Avec le plan! Par décision du monarque, des ministres, de l'administration, du patronat pour tout dire, pour raison de convenance politique seront mis en berne les droits des citoyens surnuméraires en faisant le maximum de bruit autour d'un tel évènement, plutôt que d'être plus discret, comme cela se fait d'habitude du haut en bas de la machine à machiner. Jusqu'à ce qu'il devienne opportun de les réintégrer dans un isoloir à l'occasion du prochain scrutin où il leur sera demandé d'entériner l'impermanence de leur citoyenneté.
Par décision patronale disais-je, ce qui laisse peut-être entendre que le gouvernement est à la solde des riches; mais pour que l'on comprenne bien que je sais moi aussi donner dans la défunte nuance, je préciserai donc qu'il n'y a pas de peut-être qui tienne, que temporairement et prenant effet aussi longtemps que l'état d'urgence durera, l'ambiguïté a trépassé. C'est tout à fait regrettable j'en conviens, mais dans l'ordre des choses pour qui a goûté le déplaisir durable de cotiser pour une assurance dont le bénéfice peut être révoqué par décision du préfet.
Ce qui implique en outre que les mesures décidées avec pour objectif avoué de favoriser l'emploi perpétueront dans la plus limpide clarté les profits des uns, la corruption des autres, et la misère qui se répand comme l'on sème au printemps.
La pourriture qui se pavane au balcon et se détend en chambre-forte.
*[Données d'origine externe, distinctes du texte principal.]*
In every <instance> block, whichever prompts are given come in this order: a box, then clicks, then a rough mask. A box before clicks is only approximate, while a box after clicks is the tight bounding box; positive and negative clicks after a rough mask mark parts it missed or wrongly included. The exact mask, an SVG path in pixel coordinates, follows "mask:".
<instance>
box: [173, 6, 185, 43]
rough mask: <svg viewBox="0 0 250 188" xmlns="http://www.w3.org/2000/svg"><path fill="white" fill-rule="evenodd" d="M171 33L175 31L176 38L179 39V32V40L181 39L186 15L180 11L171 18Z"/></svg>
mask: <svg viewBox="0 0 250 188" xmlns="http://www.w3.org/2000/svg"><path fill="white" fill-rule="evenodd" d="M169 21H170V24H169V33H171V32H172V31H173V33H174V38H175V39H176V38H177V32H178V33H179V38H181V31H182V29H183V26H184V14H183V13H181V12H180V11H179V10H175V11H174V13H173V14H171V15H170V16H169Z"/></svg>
Les Grandes Réformes de la Ve: Simplification du Code du Travail

Dialogue social: F... you!
A la demande du premier ministre le patronat fait un geste à destination de ses salariés et des travailleurs périphériques mal reconnus par le système d'exploitation.
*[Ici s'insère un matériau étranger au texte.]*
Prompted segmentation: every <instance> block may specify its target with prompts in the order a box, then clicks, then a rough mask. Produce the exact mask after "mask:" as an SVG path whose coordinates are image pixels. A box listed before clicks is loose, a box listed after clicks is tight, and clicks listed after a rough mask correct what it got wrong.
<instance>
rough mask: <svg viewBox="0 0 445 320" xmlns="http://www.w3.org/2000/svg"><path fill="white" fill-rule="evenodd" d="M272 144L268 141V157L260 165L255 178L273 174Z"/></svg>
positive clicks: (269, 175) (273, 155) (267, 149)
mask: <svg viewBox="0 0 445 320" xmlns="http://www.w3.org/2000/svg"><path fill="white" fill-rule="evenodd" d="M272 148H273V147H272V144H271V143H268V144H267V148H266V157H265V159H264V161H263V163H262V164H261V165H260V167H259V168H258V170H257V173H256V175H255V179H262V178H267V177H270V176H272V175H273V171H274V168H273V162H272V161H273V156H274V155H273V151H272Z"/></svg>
Le ministre déclare et le cabinet confirme, l'académie ayant délibéré, que le dialogue social aurait dorénavant comme langue officielle le latin. Au syndicat de l'éducation s'inquiétant déjà de la pénurie de professeurs en cette matière qui risquait d'entraver le processus démocratique, le ministère fait savoir qu'une augmentation du nombre d'enseignants ne serait pas nécessaire, au programme des échanges n'étant inscrit qu'un seul mot en langue romaine: "Amen"

Absurde!

S'il n'est plus à prouver que nos ancêtres n'étaient pas aussi uniformément Gaulois que le voulait certaine habitude de pensée, il serait temps quand même que l'on reconnaisse que les ancêtres de nos actuels maîtres étaient Francs, venus d'outre-Rhin, salauds d'immigrants. Francs, complètement. Ce que l'on observe sans peine chez leurs descendants qui se font appeler "Nos élus" par les électeurs, "vos représentants" par les journalistes et "leurs" parlementaires par les étrangers. Nos, Vos, Leurs par tout le monde en somme!"